Maturity then comes when you learn how not to be controlled by your feelings. Think of it as inserting a pause between how you feel and how you act.
Our feelings are often indicators of something deeper going on inside. The child who snatched the toy could have been experiencing jealousy and envy. But at that age, children may not understand such complex emotions.
Some useful questions to ask yourself when you experience strong emotions include: Why do I feel this way? What am I upset about?
The pause you insert between your feelings and your actions can protect you from being swept away by emotions and acting in ways you may regret after.
Feelings are like signposts of our inner well-being. They help tell you if you are doing well or not quite. When you are not doing well inside, It’s unlikely you will experience positive emotions. So if we follow our feelings blindly, we may end up hurting ourselves or the people around us.
Developing self-awareness is about learning to recognise why you feel the way you do, and acting on the cause, not just the feeling itself.
It’s like a spider and its webs. If one day, you find your room full of cobwebs, you will clean the cobwebs but if you don’t find the spider, the cobwebs will be back.

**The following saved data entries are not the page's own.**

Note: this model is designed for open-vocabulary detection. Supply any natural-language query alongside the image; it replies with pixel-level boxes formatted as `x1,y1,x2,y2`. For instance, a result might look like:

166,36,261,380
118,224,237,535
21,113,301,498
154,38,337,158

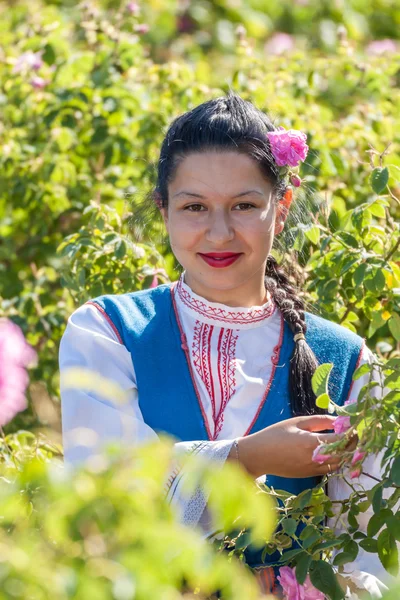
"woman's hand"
235,415,354,479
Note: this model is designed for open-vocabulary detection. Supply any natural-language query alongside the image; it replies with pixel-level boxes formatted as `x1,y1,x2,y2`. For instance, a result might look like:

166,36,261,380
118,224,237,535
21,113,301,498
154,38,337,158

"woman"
60,91,389,598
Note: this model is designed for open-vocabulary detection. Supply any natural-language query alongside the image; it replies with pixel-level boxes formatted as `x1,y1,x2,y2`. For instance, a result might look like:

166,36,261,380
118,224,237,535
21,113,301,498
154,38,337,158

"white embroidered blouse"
59,271,392,597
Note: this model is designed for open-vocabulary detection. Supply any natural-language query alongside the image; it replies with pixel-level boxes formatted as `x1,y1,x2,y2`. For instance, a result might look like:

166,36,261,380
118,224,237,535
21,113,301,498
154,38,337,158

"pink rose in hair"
278,566,324,599
0,319,36,427
290,174,302,188
266,127,309,168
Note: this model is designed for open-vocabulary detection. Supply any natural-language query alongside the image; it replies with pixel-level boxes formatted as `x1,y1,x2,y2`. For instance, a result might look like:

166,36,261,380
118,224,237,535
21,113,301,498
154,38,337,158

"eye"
184,204,205,212
234,203,256,211
183,203,256,212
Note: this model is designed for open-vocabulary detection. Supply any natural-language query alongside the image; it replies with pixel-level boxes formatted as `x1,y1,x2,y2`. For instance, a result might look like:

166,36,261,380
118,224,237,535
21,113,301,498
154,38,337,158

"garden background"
1,0,400,598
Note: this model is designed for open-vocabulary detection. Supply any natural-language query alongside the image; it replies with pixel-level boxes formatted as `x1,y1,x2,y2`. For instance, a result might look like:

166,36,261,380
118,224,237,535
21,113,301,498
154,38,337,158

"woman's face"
160,151,291,307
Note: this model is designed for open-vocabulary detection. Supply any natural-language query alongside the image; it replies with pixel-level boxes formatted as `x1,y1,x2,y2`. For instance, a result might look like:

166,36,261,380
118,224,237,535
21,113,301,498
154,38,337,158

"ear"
154,192,169,230
274,187,293,235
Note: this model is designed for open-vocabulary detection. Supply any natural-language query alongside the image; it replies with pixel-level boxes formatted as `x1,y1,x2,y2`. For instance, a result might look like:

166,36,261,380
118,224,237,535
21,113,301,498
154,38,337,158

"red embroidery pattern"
215,328,239,437
192,321,216,423
176,277,275,325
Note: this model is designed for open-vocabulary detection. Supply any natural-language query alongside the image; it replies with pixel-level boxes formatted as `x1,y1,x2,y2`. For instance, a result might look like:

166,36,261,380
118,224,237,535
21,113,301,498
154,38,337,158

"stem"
385,236,400,262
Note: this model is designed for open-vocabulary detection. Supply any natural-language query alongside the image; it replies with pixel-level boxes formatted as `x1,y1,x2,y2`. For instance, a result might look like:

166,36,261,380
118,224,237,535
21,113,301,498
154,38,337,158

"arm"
59,303,234,528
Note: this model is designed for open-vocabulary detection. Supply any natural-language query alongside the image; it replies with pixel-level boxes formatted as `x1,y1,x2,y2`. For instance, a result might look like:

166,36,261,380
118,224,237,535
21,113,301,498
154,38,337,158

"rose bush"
1,1,400,598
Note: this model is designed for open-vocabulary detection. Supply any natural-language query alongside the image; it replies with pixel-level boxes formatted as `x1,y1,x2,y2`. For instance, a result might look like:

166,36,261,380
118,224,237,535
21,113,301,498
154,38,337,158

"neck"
182,271,269,308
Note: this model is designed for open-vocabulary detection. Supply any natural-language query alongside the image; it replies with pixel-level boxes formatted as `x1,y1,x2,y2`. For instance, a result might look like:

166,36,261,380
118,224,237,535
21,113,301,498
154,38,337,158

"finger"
313,432,342,445
296,415,337,432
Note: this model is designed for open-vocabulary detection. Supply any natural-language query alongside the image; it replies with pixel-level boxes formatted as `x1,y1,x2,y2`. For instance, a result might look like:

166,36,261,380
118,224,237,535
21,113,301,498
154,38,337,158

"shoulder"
89,283,172,312
305,311,364,351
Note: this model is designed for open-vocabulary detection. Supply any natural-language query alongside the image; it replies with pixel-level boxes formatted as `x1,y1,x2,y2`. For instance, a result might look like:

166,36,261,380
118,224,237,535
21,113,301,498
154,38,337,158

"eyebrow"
173,190,263,199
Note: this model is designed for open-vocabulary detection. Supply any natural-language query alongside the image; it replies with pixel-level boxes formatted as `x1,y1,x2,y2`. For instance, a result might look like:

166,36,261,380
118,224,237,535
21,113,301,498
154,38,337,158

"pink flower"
134,23,149,34
278,566,324,600
290,174,302,187
351,449,366,465
312,444,333,465
13,50,43,74
366,39,399,56
350,468,361,479
0,319,36,427
149,275,158,288
333,415,351,434
30,76,49,89
265,33,295,56
266,127,309,168
126,1,140,15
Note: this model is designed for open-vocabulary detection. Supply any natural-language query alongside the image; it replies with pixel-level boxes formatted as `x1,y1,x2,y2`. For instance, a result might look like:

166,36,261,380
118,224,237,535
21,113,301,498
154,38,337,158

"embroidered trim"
86,301,124,344
176,276,275,325
253,566,279,595
192,321,216,425
345,339,366,403
215,328,239,437
170,284,214,441
165,441,208,501
243,313,285,437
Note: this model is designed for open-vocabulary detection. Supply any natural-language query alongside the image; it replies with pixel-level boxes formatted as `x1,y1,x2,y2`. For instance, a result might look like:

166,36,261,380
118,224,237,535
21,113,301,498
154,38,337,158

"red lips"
200,252,241,258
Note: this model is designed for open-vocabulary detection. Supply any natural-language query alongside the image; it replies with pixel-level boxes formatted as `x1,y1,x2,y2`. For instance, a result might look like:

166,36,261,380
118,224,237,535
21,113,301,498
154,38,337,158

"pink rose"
134,23,149,34
350,468,361,479
333,415,351,434
265,33,295,56
312,444,333,465
266,127,309,167
0,319,36,427
30,76,49,89
351,449,366,465
278,566,324,600
13,50,43,74
149,275,158,288
126,1,140,15
366,39,398,56
290,174,302,187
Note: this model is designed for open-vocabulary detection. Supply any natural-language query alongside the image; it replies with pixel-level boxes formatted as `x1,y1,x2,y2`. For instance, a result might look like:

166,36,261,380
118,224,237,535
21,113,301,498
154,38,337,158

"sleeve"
327,345,397,598
59,303,234,530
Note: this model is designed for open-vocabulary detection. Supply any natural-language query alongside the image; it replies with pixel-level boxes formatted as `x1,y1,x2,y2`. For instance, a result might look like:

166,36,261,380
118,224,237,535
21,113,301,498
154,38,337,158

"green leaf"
369,202,386,218
359,538,378,553
386,516,400,542
315,393,330,409
295,553,312,585
388,313,400,342
333,539,358,566
390,456,400,486
282,518,297,536
311,363,333,398
353,263,368,286
377,529,399,576
370,167,389,194
352,363,371,381
304,225,320,245
368,511,389,537
309,560,345,600
336,231,359,249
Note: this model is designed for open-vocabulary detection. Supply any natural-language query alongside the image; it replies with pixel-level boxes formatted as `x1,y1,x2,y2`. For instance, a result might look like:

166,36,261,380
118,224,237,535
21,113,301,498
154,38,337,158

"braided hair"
134,90,322,416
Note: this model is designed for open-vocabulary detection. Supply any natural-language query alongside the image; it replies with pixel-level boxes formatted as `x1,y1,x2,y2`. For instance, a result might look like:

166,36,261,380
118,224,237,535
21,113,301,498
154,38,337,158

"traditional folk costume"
60,271,390,598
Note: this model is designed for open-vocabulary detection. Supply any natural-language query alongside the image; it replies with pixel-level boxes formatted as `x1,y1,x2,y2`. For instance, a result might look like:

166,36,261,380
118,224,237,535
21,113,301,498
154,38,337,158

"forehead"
170,151,271,192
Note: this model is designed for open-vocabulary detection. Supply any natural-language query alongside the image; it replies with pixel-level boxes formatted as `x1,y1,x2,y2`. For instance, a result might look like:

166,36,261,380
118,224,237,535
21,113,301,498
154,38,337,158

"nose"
205,209,235,244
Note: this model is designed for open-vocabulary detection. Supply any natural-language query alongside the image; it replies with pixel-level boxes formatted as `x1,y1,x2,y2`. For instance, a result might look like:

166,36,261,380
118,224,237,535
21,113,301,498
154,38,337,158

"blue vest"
90,283,363,568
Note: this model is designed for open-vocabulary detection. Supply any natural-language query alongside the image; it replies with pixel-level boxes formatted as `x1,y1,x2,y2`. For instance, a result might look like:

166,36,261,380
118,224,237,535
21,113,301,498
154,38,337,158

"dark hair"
134,90,323,417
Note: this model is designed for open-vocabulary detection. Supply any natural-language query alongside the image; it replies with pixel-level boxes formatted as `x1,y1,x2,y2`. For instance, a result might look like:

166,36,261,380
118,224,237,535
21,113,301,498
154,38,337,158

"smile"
198,254,242,268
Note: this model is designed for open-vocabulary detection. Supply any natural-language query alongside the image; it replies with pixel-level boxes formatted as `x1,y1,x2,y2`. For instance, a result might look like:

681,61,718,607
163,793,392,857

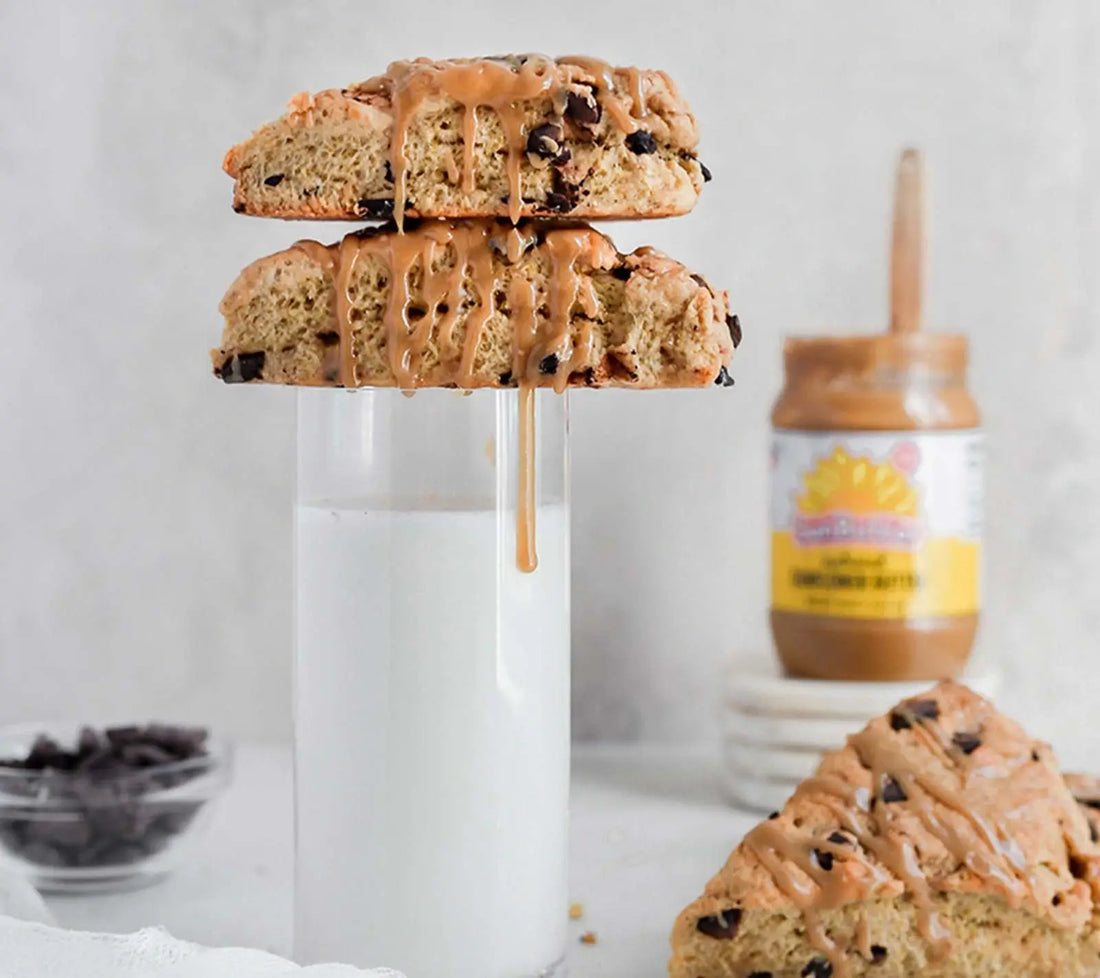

Acting on your feelings without first understanding the cause is like dealing with the cobwebs and not the spider.
The cobwebs are the feelings. The spider is the actual problem or reason behind those feelings.
Our feelings can point us to the problem and move us to seek help. But being able to identify the root causes and needs behind those feelings is a crucial step towards getting out of a rut.
What you feel may be real, but is it true?
For example, in the heat of jealousy, that toddler may have felt that the other child is preferred because he has the toy. Or the toddler may have felt unloved because he wanted the toy but didn’t have it.
The feelings are real. But they may not be based on truth.
So even though we value our emotions for acting as signposts to our inner world, we do have to acknowledge that feelings are poor leaders. We have to learn to lead our feelings.
Self-regulation is a great way to do this.
When experiencing strong emotions, practise taking a pause before you respond. A common trick many people use is to count to a certain number. This shifts your attention away from the difficult emotion, and provides a space to calm down to focus on the facts instead.
You can also remind yourself of simple truths to “ground” you. Depending on the scenario, these could be:
- “I am in control.”
- “I am valued.”
- “I don’t need to mirror their response.”
- “I won’t take this personally.”
If you are experiencing conflict or feeling emotionally attacked, you can imagine a shield around you or the person’s words falling to the ground before it touches you.
These reminders can be powerful anchors in times of distress.
Managing strong feelings can be hard. If you are experiencing consistent, difficult feelings about a person or a recurring situation, do speak to a trusted friend or family member. This person should be able to add perspective and lend strength to you.